We all work for a brand, no matter the industry. The brand you represent needs to be developed with a purpose in mind and goals to be met. Your high level goals in branding should be straightforward: create awareness, establish trust, develop loyalty, and educate. The brand’s success relies solely on your commitment.
I’m not talking about your company’s brand. I’m talking about yours. I’m talking about you.
Now, why is it so critical to cultivate your own brand when you already work for one? Well, you work for your company, of course, but you also work for your own ambition. By building your own brand, you’re simultaneously representing and marketing yourself and the business, which can provide significant ROI when your own brand works alongside the one you work for.
So own it. Here’s how.
Clearly define your brand.
Professionally, who are you? What do you want people to associate your name with? In what area of expertise do you want people to associate your name with? “Marketer” isn’t going to do it. With so many entrepreneurial personalities carving their way into your feeds, you have to separate yourself by creating your own. Determine the niche within the industry you want to focus on and refine your expertise.
It’s not just about relentlessly churning out industry-related content to your audience. Your brand is as much about your profession as it is about your passions and ethos. If your beliefs line up with those of your company’s, great! If not, that’s okay too. Talk about what you love and be true to what you believe in. You audience will see the human side of you, and that’s important.
Make your social media presence known.
When it comes to branding yourself, there’s a big difference between being active on social media and being effective. Take your niche and apply it here, but apply it the way you would with your client or company’s brand—with a strategy and objectives. Start building your social bios by adding your professional expertise with a personal flare. Share posts and updates regularly, and follow influencers within your field.

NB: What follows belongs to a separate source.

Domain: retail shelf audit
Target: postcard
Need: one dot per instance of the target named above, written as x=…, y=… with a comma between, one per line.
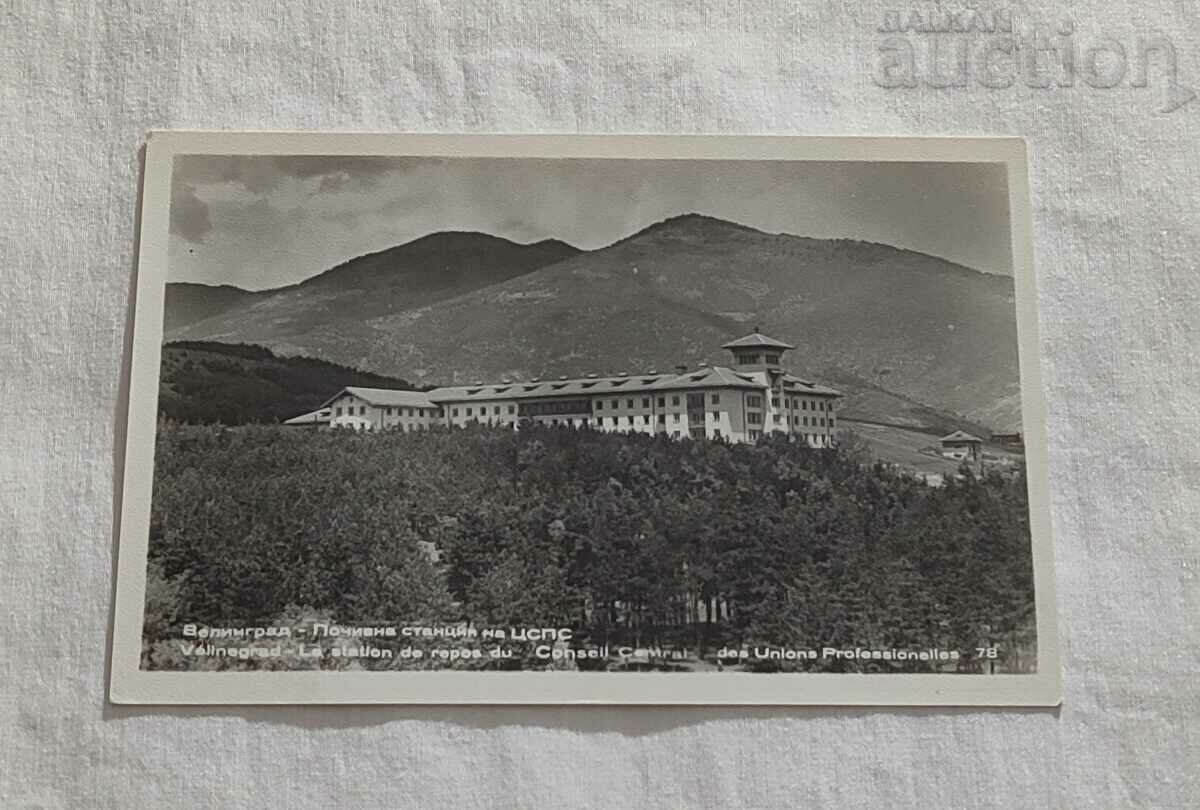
x=573, y=419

Building this and getting into a rhythm doesn’t happen overnight. But with scheduling tools at your disposal (like Hootsuite), you can take 10 minutes before your workday or on your couch in the evening to set yourself up with posts, particularly for B2B-centric social channels like Twitter and LinkedIn.
And just because you use automation doesn’t mean you have to be automated. On the contrary, being authentic and developing your own social voice isn’t just encouraged, it’s a fundamental rule of personal branding. Don’t sound like a robot. Be the approachable guy at the party that everyone wants to talk to. It all starts with a conversation, anyway.
Write. Publish. Promote. Repeat.
Your business’s brand knows how important a consistent blog is to their online presence. But it’s not just about getting noticed. After all, marketers who have a blogging strategy are 13x more likely to reap positive ROI. For the sake of your own brand’s reputation, you must embrace writing and do it often. Whether it’s writing on your personal site or on your company’s blog, you quickly assert yourself as a trusted source of information. And your social media accounts should be where this content flourishes.
We all write, but we don’t all blog. Become a blogger and use your aforementioned niche to your advantage.
Sure, it’s a broad statement. But it’s a mentality you have to own as much as your brand itself. The great thing about building your personal brand is this kind of drive should be sparked habitually, but it needs to be sustained and tested. Attend conferences where you can network and expand your brand with a more one-on-one interaction. Even consider speaking at local events and inserting yourself in organizations you’re passionate about.
Take the time to set personal benchmarks and strive to communicate and educate, because as you develop a network, these steps will position you and your company as a brand to do business with.
If you build it, they will come. Now go knock it out of the park.